Use Case: User A: Posts an AD about selling his TV and add his address to the ad - (Lat and long) User B: In the same app, he is looking for TV ads but he sets his search radius as 5 km. (We have user B's location from his device. Lat/Long)

  • Now in my items_db table TV ad info is saved alongwith location
  • To show user B the TV near him; I can calculate distance between item and user (Using Google APi)
  • But to show him all the TV near him, I will have to first calculate distance between the user and ALL the items available in Classified/items_db to find out how many of them are actually under the 5km filter he applied.
  • Right now we are talking about 1 user: But then if I have 1000 users then I will have to calculate the distance between ALL the items against all users position and then show him only the ones that are in their specified range (i.e. 5km or 10 km)

This seems too big or just bad to be implemented like that. So my question is how do we do this?


If this wasn't clear enough then use Tinder as an example here:

When I select in Tinder that "show me people in 2 km radius only". Then how does Tinder know that? I mean in order to figure out who is 2 km away; they will first have to calculate the distance for ALL THE USERS AVAILABLE in order to see which ones can be shown to end user that fit that 2 km criteria!! How is it done there?

1

There are 1 answers

1
ADdV On

You certainly could check the distance between every pair of points, but that is not the only option you have.
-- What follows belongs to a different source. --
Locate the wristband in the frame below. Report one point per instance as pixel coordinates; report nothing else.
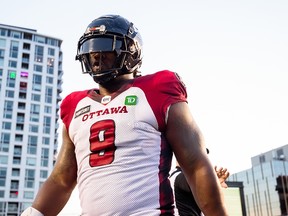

In general, what you want is to find the nearest neighbor(s) of each point. That is, you only want to find other points that are within some set distance. Generally this is called nearest neighbor search. There is no single best method to do this, and indeed performance may very well vary based on your exact data, but two methods that might be worth consideration are locality-sensitive hashing which is using a hash function that attempts to place similar points in the same buckets (or even in buckets that are close) so that you only need to check those buckets to find neighbors, and k-d trees, a datastructure designed with nearest neighbor search in mind.